Using Mayo Clinic analytics technology with collaboration from IBM’s Medical Imaging Informatics Innovation Center has proven a 95 percent accuracy rate in detecting aneurysms, compared with 70 percent for manual interpretation. The project has examined more than 15 million images from thousands of patients since the project began in early July.
Traditionally, a patient suspected of having a brain aneurysm would undergo an invasive test using a catheter that injects dye into the body, a technique with risks of neurologic complications. To improve the process of detection using non-invasive magnetic resonance angiography imaging technology, Mayo Clinic and IBM worked to create so-called “automatic reads” that run detection algorithms immediately following a scan.
Once images are acquired, they are automatically routed to servers in the Mayo and IBM Medical Imaging Informatics Innovation Center located on the Mayo campus in Rochester, Minn.
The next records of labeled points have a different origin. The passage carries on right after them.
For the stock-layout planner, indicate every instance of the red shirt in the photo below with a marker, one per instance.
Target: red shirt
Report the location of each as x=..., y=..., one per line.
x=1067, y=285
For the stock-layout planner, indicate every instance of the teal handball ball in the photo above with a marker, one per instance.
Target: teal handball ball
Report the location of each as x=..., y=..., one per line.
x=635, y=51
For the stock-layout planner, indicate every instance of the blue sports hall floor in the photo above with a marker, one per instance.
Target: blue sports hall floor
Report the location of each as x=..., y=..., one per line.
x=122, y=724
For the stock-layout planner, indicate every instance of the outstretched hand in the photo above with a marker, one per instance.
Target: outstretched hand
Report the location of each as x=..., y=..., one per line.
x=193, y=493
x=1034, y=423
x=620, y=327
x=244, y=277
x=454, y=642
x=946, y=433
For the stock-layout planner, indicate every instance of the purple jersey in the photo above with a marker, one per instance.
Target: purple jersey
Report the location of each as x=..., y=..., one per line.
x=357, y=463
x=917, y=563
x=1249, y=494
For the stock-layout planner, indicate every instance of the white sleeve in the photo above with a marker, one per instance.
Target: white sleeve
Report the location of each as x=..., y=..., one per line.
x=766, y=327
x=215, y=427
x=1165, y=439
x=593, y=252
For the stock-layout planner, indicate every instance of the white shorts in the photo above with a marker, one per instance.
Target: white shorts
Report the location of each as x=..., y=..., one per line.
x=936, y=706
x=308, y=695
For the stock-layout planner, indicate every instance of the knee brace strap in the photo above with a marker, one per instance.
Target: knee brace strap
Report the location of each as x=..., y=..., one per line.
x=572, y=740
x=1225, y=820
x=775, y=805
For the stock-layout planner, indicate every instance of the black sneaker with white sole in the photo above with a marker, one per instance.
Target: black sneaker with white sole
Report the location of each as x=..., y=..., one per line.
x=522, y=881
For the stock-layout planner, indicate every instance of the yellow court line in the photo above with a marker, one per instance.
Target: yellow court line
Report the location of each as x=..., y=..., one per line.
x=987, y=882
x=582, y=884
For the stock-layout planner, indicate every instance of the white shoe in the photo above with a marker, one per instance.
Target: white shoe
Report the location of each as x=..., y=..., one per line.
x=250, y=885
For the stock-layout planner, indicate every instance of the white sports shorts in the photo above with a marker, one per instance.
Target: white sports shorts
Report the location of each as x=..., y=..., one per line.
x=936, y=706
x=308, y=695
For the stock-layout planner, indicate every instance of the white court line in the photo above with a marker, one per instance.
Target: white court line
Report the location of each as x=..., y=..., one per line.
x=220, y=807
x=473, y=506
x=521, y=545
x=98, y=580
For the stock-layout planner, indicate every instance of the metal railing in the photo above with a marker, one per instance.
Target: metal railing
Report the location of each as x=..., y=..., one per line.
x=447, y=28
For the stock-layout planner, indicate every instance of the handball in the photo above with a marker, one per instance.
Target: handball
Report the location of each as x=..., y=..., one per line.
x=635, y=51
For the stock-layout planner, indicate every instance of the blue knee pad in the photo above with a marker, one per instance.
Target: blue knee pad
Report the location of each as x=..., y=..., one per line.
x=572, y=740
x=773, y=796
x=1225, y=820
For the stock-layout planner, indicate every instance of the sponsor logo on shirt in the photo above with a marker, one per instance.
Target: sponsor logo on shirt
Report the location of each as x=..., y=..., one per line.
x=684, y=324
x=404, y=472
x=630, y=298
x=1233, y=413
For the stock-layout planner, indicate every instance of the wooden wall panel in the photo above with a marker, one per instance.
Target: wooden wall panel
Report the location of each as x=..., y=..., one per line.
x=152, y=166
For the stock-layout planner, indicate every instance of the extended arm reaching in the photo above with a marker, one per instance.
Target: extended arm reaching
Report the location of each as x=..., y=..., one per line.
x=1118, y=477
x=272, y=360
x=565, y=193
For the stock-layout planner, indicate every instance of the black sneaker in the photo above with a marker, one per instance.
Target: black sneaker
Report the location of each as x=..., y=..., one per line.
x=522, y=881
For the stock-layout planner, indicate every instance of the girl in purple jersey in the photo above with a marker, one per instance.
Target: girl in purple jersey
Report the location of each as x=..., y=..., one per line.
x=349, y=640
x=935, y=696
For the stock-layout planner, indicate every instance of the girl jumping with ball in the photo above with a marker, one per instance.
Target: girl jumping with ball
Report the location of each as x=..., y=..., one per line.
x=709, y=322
There, algorithms align and analyze images to locate and mark potential aneurysms — even very small ones less than 5mm — so specially trained radiologists can conduct a further and final analysis.
From the time an image is taken to the time it is ready to be read by a radiologist, there often is only a 10-minute window. In that brief time frame, the new workflow is able to identify images coming off the scanners and route those related to the head and brain through the special workflow, which then conducts automated aneurysm detection.
On average, this can be done in 3-5 minutes, improving efficiency and saving valuable radiologist’s time, leading to a quicker diagnosis which is especially important in the case of a serious aneurysm.
The aneurysm detection system uses an algorithm developed by Mayo researchers that is executed on IBM WebSphere Process Server to model and orchestrate the automated workflow. Images are stored on IBM DB2 for Linux and Windows data service and workflow logic is run on IBM System x servers and IBM storage.
“Our joint work with Mayo Clinic on this project taps IBM’s deep expertise in high performance computing and applies it to health analytics, enabling us to remove some of the time and efficiency barriers and making imaging an even more valuable preventative screening tool,” Bill Rapp, IBM’s CTO of Healthcare and Life Sciences and co-director of the Medical Imaging Informatics Innovation Center, said in a statement. “Enabling broad access to this capability via cloud delivery is the natural next step.”